Как я ее — впрочем, да: поздно уж.
Я молча смотрел на губы. Все женщины — губы, одни губы. Чьи-то розовые, упруго-круглые: кольцо, нежная ограда от всего мира. И эти: секунду назад их не было, и только вот сейчас — ножом, — и еще каплет сладкая кровь.
Ближе — прислонившись ко мне плечом — и мы одно, из нее переливается в меня — и я знаю, так нужно. Знаю каждым нервом, каждым волосом, каждым до боли сладким ударом сердца. И такая радость покориться этому «нужно». Вероятно, куску железа так же радостно покориться неизбежному, точному закону — и впиться в магнит. Камню, брошенному вверх, секунду поколебаться — и потом стремглав вниз, наземь. И человеку, после агонии, наконец вздохнуть последний раз — и умереть.
Помню: я улыбнулся растерянно и ни к чему сказал:
— Туман… Очень.
— Ты любишь туман?
Это древнее, давно забытое «ты», «ты» властелина к рабу — вошло в меня остро, медленно: да, я раб, и это — тоже нужно, тоже хорошо.
— Да, хорошо… — вслух сказал я себе. И потом ей: — Я ненавижу туман. Я боюсь тумана.
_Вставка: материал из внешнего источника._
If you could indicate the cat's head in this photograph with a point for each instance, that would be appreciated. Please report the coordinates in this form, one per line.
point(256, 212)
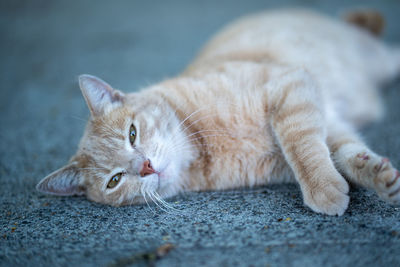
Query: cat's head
point(128, 152)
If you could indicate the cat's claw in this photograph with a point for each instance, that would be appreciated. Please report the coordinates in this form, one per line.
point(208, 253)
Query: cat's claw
point(384, 177)
point(329, 198)
point(387, 183)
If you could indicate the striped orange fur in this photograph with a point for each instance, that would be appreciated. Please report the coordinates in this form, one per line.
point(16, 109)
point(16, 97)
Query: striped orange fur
point(275, 97)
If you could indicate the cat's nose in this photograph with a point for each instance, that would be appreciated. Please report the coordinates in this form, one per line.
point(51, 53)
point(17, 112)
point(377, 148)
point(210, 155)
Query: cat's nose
point(147, 169)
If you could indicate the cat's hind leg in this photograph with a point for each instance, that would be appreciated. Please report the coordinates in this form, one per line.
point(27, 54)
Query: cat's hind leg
point(362, 166)
point(299, 126)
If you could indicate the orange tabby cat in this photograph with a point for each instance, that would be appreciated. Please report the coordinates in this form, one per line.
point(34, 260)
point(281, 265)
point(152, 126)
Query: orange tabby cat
point(275, 96)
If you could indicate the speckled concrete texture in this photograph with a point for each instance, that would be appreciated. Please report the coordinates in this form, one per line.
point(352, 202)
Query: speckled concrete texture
point(46, 44)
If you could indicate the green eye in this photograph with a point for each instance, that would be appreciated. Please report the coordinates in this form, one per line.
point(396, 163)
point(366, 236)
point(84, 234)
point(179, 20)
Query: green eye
point(132, 134)
point(114, 180)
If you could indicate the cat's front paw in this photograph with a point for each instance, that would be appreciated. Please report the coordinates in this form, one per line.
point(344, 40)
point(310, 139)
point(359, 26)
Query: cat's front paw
point(328, 196)
point(387, 181)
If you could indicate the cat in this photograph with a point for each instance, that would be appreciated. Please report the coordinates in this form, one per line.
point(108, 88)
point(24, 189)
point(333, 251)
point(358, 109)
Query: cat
point(275, 97)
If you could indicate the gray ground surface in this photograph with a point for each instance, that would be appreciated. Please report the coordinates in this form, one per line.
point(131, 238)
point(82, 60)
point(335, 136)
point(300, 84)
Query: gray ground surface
point(45, 45)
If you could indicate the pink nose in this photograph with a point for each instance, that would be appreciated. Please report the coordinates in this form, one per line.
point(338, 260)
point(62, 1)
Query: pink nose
point(147, 169)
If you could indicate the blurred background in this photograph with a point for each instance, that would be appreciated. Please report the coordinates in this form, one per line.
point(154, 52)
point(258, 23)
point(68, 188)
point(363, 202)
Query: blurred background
point(46, 44)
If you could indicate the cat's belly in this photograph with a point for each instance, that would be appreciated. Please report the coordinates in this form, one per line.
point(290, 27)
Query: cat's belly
point(249, 158)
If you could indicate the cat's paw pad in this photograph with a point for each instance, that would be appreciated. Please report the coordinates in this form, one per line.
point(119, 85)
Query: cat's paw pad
point(387, 182)
point(328, 197)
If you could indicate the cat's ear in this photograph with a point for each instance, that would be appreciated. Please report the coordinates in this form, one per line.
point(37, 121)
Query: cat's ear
point(63, 182)
point(99, 95)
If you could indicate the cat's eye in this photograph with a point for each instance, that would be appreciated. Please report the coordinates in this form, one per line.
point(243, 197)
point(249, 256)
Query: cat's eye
point(114, 180)
point(132, 134)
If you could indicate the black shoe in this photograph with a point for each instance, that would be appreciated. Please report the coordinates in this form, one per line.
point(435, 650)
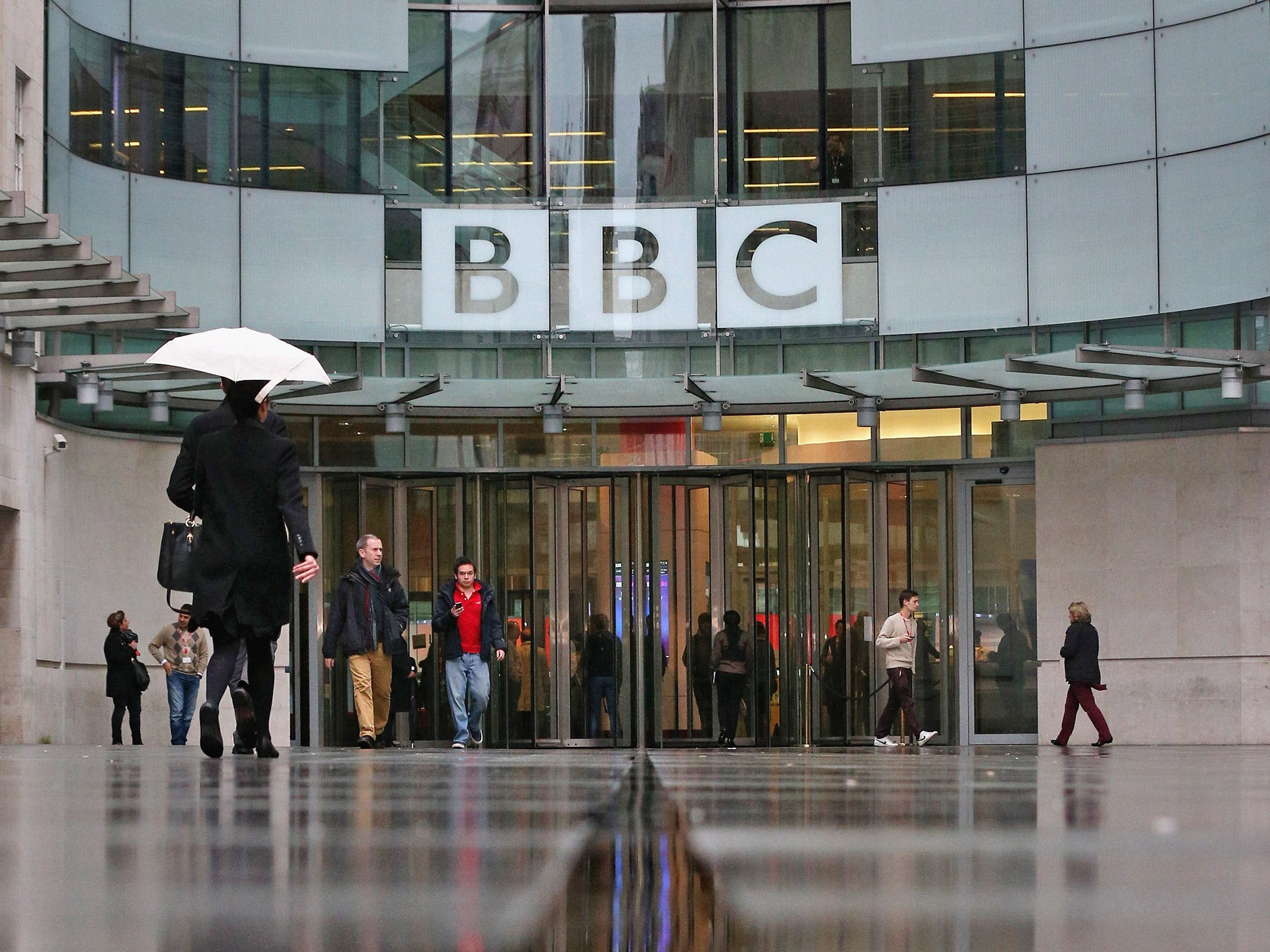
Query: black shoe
point(244, 711)
point(210, 730)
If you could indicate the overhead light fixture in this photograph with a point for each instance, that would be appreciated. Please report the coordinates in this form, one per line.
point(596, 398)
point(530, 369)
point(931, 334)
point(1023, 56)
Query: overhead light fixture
point(1011, 405)
point(23, 348)
point(394, 418)
point(866, 412)
point(156, 404)
point(1135, 394)
point(1232, 384)
point(87, 389)
point(553, 418)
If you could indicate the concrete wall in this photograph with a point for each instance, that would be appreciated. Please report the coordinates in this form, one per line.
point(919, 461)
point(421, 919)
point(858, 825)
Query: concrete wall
point(79, 539)
point(1168, 540)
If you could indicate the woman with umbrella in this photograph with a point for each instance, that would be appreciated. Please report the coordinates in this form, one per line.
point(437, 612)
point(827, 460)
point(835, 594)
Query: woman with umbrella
point(247, 490)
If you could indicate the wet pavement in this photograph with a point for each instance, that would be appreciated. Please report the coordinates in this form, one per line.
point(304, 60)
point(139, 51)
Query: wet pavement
point(988, 848)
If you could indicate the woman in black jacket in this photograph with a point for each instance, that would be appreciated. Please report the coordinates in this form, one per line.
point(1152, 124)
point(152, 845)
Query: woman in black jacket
point(121, 677)
point(1080, 655)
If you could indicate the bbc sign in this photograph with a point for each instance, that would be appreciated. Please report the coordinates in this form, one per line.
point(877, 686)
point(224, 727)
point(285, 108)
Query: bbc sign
point(631, 270)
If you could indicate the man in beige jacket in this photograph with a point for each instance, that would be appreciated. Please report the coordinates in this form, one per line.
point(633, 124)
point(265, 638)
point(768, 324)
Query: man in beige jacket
point(183, 654)
point(897, 638)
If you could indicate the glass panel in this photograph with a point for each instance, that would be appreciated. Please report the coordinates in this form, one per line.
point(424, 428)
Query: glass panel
point(301, 432)
point(828, 356)
point(917, 559)
point(826, 438)
point(414, 115)
point(631, 104)
point(831, 627)
point(179, 116)
point(744, 439)
point(403, 235)
point(422, 579)
point(991, 437)
point(687, 696)
point(378, 518)
point(920, 434)
point(358, 441)
point(850, 110)
point(1003, 578)
point(525, 444)
point(649, 362)
point(962, 118)
point(631, 441)
point(301, 128)
point(495, 106)
point(591, 612)
point(453, 444)
point(778, 110)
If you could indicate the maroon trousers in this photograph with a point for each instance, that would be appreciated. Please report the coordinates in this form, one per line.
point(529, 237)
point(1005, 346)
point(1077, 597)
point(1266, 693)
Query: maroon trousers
point(901, 700)
point(1081, 695)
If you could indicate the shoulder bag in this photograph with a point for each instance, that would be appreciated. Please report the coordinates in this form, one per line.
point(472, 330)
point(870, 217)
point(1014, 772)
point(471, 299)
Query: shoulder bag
point(177, 557)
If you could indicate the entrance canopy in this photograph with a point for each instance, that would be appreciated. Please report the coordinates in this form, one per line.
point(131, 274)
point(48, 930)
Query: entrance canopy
point(1091, 371)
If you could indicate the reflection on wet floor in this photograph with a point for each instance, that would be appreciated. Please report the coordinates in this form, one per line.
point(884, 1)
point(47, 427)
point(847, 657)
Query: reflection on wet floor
point(990, 848)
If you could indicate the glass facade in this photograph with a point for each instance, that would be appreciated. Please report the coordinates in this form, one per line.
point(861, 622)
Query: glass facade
point(624, 111)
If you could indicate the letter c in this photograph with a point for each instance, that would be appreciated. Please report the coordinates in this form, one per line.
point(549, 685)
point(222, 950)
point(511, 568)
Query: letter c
point(745, 266)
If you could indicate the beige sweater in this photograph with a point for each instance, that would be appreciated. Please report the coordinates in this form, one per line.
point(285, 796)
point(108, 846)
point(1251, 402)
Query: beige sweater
point(900, 654)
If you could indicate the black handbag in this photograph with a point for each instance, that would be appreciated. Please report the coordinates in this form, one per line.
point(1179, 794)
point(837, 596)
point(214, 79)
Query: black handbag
point(141, 673)
point(177, 557)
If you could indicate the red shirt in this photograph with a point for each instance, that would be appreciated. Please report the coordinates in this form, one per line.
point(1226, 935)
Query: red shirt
point(469, 621)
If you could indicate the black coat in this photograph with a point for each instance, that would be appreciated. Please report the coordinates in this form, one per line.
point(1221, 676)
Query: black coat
point(247, 490)
point(446, 626)
point(121, 677)
point(1080, 654)
point(349, 625)
point(180, 484)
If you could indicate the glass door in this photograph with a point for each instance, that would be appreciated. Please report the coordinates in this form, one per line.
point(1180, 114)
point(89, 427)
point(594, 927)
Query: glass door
point(842, 598)
point(997, 513)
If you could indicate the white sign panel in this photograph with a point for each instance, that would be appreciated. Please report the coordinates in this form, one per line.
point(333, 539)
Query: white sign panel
point(486, 270)
point(779, 266)
point(633, 270)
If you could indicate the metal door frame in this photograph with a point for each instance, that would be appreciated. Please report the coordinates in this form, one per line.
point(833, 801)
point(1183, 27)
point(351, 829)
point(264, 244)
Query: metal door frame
point(966, 479)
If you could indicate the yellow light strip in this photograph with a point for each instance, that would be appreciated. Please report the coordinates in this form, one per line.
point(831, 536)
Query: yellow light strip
point(974, 95)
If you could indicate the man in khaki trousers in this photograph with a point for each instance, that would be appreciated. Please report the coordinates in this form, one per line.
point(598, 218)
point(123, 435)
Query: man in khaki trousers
point(368, 614)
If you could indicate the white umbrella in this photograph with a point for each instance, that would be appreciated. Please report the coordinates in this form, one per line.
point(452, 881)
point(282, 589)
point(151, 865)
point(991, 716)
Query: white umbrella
point(241, 353)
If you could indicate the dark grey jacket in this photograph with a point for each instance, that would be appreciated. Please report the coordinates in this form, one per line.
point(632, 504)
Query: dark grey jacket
point(1080, 654)
point(350, 622)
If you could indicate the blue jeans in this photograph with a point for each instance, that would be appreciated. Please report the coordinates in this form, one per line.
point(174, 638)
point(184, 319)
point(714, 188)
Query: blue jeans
point(606, 689)
point(182, 701)
point(468, 684)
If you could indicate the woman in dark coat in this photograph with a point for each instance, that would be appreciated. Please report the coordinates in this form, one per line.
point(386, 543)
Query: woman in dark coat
point(247, 490)
point(1080, 655)
point(121, 677)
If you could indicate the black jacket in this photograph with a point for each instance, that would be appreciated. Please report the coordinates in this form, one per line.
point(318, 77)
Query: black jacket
point(180, 484)
point(1081, 654)
point(446, 626)
point(121, 678)
point(350, 621)
point(247, 490)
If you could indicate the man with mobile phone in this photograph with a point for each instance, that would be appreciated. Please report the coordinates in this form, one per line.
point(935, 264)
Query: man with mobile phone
point(465, 616)
point(898, 637)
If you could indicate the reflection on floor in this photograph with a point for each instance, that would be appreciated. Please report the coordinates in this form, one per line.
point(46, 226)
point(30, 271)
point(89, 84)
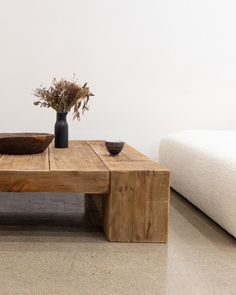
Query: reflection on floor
point(49, 244)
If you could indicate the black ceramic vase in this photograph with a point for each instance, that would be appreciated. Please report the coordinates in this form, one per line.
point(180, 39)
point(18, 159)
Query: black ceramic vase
point(61, 131)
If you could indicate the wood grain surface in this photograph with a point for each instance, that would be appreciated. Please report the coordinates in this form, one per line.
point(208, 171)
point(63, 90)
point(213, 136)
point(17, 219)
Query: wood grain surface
point(134, 189)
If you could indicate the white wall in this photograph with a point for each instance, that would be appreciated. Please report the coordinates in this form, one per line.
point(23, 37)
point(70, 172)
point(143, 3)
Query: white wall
point(156, 66)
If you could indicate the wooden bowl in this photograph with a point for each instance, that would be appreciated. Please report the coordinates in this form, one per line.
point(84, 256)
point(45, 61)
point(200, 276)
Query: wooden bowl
point(24, 143)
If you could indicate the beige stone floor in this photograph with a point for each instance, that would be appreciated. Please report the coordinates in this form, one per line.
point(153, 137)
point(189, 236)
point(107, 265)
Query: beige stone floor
point(48, 246)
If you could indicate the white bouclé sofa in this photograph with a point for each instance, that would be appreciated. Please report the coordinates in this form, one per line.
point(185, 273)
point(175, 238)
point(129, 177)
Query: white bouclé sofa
point(203, 169)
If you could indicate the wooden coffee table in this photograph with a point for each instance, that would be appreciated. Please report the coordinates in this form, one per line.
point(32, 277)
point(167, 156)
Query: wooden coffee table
point(134, 189)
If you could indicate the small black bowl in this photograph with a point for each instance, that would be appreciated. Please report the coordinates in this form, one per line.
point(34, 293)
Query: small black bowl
point(114, 147)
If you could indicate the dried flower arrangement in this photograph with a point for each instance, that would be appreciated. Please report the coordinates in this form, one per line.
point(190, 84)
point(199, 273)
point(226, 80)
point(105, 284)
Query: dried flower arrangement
point(63, 95)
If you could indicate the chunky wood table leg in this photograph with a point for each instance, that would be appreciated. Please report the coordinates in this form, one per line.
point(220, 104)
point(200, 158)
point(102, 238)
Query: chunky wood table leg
point(136, 209)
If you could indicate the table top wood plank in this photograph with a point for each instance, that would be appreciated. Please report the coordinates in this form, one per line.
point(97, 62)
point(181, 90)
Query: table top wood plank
point(78, 157)
point(36, 162)
point(129, 160)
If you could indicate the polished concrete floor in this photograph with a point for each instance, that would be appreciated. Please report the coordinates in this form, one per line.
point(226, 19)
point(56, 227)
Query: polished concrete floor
point(50, 245)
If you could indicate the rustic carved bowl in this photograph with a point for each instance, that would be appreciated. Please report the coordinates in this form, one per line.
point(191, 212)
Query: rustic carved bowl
point(24, 143)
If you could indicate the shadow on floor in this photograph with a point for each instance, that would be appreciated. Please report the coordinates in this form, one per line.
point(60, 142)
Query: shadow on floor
point(63, 214)
point(201, 222)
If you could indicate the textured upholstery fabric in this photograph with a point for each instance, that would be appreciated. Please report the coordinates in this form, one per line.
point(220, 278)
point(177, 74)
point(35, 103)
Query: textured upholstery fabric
point(203, 170)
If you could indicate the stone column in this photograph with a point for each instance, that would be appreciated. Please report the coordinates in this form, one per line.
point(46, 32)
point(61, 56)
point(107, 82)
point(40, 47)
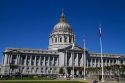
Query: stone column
point(76, 60)
point(5, 59)
point(99, 63)
point(25, 60)
point(30, 62)
point(48, 61)
point(44, 61)
point(95, 63)
point(71, 58)
point(16, 61)
point(91, 63)
point(106, 62)
point(66, 62)
point(109, 63)
point(82, 60)
point(10, 58)
point(19, 59)
point(53, 61)
point(87, 63)
point(40, 61)
point(35, 61)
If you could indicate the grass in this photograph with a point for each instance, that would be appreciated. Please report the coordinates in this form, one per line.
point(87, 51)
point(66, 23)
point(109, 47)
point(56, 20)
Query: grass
point(41, 82)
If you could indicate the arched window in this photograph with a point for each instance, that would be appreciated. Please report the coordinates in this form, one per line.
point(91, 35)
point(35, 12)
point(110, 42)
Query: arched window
point(55, 39)
point(52, 40)
point(60, 39)
point(69, 40)
point(65, 39)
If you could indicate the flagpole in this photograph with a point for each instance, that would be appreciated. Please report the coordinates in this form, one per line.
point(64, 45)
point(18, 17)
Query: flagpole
point(102, 79)
point(84, 58)
point(73, 59)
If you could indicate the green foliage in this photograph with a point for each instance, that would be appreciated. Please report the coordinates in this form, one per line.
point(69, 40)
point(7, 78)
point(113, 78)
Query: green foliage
point(61, 71)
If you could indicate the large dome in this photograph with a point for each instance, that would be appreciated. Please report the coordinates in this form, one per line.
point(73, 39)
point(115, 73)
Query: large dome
point(62, 27)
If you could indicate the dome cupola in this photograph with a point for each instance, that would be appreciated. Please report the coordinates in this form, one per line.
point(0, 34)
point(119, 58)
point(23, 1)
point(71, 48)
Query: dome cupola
point(62, 25)
point(62, 34)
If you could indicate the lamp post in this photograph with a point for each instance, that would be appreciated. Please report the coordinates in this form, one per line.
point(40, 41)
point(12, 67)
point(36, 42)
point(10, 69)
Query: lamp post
point(84, 59)
point(102, 79)
point(73, 59)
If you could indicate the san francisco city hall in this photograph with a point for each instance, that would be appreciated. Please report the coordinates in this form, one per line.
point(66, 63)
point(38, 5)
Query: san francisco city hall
point(60, 54)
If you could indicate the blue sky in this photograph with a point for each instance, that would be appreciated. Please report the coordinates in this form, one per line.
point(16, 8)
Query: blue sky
point(28, 23)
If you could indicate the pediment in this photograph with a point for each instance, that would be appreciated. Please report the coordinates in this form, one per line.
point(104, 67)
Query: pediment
point(76, 47)
point(15, 51)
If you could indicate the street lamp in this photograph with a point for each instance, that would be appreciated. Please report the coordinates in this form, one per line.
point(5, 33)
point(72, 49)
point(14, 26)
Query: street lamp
point(73, 59)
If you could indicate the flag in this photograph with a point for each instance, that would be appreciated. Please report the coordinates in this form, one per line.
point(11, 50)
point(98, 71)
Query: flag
point(73, 45)
point(100, 31)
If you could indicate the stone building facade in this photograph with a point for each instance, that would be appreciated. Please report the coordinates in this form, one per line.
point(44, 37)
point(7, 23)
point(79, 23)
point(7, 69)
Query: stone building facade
point(61, 53)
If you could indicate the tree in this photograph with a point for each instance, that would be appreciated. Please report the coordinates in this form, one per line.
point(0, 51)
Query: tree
point(61, 70)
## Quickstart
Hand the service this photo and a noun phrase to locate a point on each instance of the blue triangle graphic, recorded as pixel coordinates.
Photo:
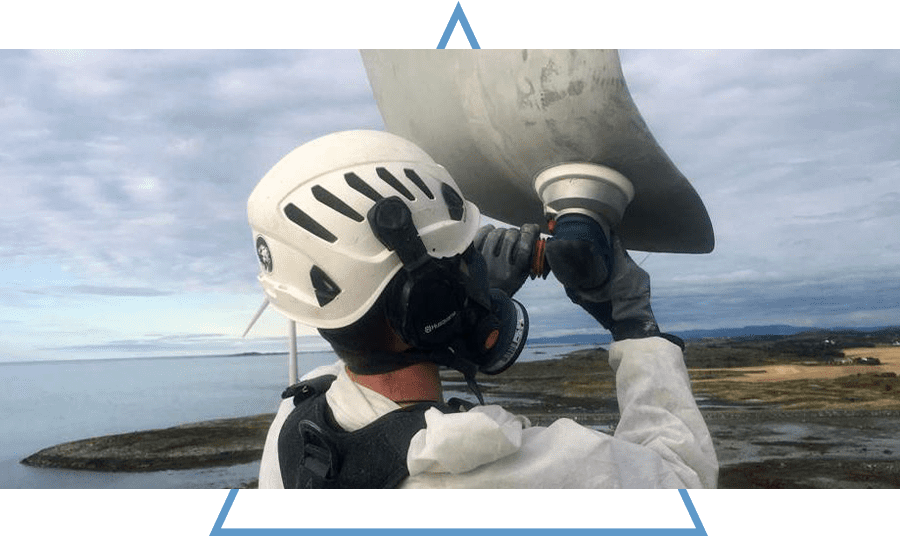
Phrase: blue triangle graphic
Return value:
(458, 16)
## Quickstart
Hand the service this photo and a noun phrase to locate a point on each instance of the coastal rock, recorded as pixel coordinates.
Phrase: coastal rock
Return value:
(190, 446)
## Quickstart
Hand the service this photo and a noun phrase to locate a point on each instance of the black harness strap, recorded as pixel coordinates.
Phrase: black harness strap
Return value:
(315, 453)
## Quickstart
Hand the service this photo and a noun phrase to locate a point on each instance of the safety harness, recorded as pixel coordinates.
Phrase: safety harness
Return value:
(315, 453)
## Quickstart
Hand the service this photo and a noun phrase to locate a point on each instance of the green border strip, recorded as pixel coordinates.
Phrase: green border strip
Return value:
(414, 23)
(219, 529)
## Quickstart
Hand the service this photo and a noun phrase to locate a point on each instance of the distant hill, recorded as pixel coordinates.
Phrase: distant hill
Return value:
(750, 331)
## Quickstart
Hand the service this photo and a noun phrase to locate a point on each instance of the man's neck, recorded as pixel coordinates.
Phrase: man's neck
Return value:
(418, 382)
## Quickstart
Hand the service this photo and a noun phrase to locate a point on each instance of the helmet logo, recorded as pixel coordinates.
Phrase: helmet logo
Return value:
(265, 256)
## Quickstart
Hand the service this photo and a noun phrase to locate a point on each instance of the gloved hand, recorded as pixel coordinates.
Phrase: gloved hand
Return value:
(602, 279)
(507, 253)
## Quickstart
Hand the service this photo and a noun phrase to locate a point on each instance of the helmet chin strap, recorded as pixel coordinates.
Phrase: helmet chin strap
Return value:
(382, 362)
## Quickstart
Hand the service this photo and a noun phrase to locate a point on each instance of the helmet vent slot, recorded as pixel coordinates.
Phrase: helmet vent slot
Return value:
(414, 177)
(362, 187)
(298, 217)
(326, 289)
(394, 182)
(335, 203)
(455, 204)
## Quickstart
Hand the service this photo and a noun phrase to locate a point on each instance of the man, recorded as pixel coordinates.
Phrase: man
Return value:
(363, 236)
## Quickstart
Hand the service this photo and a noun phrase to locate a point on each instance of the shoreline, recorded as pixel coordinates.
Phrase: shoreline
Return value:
(813, 428)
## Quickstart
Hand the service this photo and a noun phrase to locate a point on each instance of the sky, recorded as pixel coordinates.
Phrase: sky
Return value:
(125, 176)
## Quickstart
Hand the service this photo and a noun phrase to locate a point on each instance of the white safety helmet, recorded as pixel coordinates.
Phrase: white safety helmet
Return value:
(320, 263)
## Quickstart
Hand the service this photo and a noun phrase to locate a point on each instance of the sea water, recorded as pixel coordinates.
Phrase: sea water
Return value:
(46, 403)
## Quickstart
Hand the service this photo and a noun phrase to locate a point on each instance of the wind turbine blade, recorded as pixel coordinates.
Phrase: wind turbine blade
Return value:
(259, 312)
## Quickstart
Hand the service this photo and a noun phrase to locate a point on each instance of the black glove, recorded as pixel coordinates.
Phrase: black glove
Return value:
(508, 254)
(602, 278)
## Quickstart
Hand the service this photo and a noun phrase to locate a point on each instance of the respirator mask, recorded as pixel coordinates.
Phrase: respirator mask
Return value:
(444, 308)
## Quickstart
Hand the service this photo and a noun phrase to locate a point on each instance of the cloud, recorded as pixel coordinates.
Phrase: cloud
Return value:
(126, 174)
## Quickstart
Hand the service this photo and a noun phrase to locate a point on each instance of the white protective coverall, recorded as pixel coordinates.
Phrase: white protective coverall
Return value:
(661, 440)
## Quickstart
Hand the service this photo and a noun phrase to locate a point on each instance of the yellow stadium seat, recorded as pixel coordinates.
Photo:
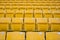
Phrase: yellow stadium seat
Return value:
(20, 13)
(1, 13)
(10, 13)
(2, 35)
(29, 24)
(57, 14)
(29, 13)
(47, 13)
(4, 24)
(16, 24)
(42, 24)
(55, 24)
(53, 36)
(18, 36)
(35, 36)
(38, 13)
— Значит — любишь. Боишься — потому что это сильнее тебя, ненавидишь — потому что боишься, любишь — потому что не можешь покорить это себе. Ведь только и можно любить непокорное.
Да, это так. И именно потому — именно потому я…
Мы шли двое — одно. Где-то далеко сквозь туман чуть слышно пело солнце, все наливалось упругим, жемчужным, золотым, розовым, красным. Весь мир — единая необъятная женщина, и мы — в самом ее чреве, мы еще не родились, мы радостно зреем. И мне ясно, нерушимо ясно: все — для меня, солнце, туман, розовое, золотое — для меня…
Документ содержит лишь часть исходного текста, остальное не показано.